Anyone have experience with Oracle Cloud and ease of moving away?
This benchmark seems to recommend Oracle Cloud, but I’ve heard that Oracle has historically used aggressive licenses and legal terms to keep customers locked-in.
I wrote the article. I would NEVER tell anyone to use Oracle, as the vendor lock in and strong-arming and pricing is ridiculous. That said, I am hosting small projects on Oracle Cloud, due to the super low cost. I can just move them whenever they decide to be naughty, I am not using an oracle DB or anything proprietary, just linux VMs with my own mysql setup.
I signed up for an Oracle Cloud trial. They closed my trial a few days later and shut down my one trial VM without warning.
Weirdly they didn’t allow me to add payment info to continue. Even weirder their sales people kept contacting me asking me to come back. When I explained the situation they all tried to fix it and then went radio silent until the next sales rep came along to try to convince me to stay.

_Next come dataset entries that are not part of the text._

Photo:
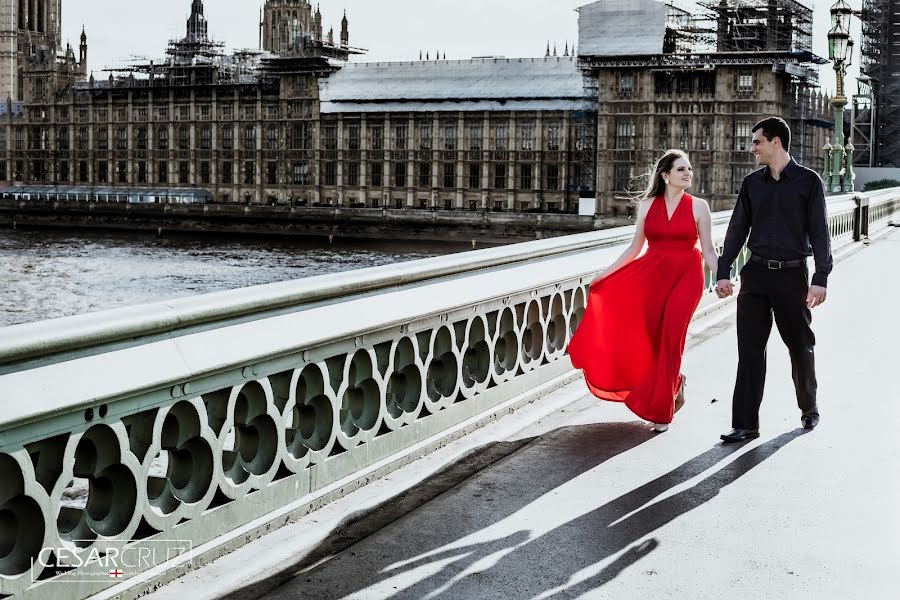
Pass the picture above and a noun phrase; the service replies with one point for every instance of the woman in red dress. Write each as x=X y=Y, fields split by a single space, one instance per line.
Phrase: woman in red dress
x=630 y=342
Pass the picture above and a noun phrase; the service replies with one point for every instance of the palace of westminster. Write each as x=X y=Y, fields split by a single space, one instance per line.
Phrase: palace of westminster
x=302 y=121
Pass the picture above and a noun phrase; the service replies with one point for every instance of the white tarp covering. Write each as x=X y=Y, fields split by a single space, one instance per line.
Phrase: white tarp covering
x=621 y=28
x=553 y=83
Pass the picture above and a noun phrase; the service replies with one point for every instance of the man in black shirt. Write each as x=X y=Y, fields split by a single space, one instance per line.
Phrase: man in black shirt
x=782 y=208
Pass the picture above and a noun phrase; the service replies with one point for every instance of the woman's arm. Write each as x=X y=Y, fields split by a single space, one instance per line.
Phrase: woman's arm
x=703 y=218
x=633 y=249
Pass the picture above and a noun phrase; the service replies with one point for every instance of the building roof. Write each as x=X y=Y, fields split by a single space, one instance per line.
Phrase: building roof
x=621 y=28
x=17 y=108
x=553 y=83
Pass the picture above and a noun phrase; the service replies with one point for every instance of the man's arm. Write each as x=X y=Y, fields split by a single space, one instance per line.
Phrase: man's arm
x=738 y=230
x=819 y=237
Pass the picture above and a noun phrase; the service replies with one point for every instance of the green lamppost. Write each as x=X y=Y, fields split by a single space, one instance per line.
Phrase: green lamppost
x=840 y=51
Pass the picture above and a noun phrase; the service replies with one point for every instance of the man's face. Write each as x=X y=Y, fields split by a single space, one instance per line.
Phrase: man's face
x=762 y=149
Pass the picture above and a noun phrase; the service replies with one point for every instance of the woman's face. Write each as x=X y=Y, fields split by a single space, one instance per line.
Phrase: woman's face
x=681 y=173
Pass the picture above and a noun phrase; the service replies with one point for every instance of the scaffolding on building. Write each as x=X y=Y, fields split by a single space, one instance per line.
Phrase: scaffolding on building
x=881 y=64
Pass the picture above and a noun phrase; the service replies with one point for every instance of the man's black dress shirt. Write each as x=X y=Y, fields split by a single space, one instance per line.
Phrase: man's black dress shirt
x=785 y=219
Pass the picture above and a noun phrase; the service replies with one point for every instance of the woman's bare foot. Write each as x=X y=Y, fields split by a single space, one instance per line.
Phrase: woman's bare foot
x=679 y=397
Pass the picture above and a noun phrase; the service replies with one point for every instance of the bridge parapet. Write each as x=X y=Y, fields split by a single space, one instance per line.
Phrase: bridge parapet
x=215 y=418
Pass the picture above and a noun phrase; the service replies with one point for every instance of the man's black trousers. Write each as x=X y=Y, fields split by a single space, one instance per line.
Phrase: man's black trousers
x=767 y=293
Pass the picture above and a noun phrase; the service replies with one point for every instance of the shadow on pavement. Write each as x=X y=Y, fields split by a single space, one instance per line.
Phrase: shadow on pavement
x=523 y=566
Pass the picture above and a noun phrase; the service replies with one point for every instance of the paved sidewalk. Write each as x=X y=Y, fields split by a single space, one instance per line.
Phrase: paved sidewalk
x=591 y=504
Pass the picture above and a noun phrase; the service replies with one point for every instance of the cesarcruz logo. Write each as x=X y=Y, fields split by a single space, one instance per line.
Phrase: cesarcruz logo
x=73 y=564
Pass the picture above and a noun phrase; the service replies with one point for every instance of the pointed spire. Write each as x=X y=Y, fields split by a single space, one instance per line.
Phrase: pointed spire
x=345 y=31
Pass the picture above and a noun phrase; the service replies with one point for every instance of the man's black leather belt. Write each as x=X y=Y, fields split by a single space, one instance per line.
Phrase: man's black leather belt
x=777 y=265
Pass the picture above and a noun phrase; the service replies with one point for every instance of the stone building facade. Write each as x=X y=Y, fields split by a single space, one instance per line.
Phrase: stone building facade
x=297 y=123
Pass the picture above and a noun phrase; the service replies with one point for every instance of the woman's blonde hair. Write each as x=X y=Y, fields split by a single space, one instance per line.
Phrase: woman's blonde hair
x=656 y=186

I searched Reddit at the time and a lot of other people had the same experience. A lot of other people were bragging about abusing their free tier and trials without consequences. I still don’t know how they decided to permanently close my account (without informing the sales team)
I had a bit of a hard time when I first signed up. It turns out the problem was I had included "oracle" in my email (I give a different email on my domain to every provider), so some part of the system considered it an internal email and others part did not, so I had a weird account that could not do anything. Took them a month of two to figure out what was wrong...
> Idle Always Free compute instances may be reclaimed by Oracle. Oracle will deem virtual machine and bare metal compute instances as idle if, during a 7-day period, the following are true:
> • CPU utilization for the 95th percentile is less than 20%
> • Network utilization is less than 20%
> • Memory utilization is less than 20% (applies to A1 shapes only)
The stupid but presumably effective solution is to waste resources to keep above those limits.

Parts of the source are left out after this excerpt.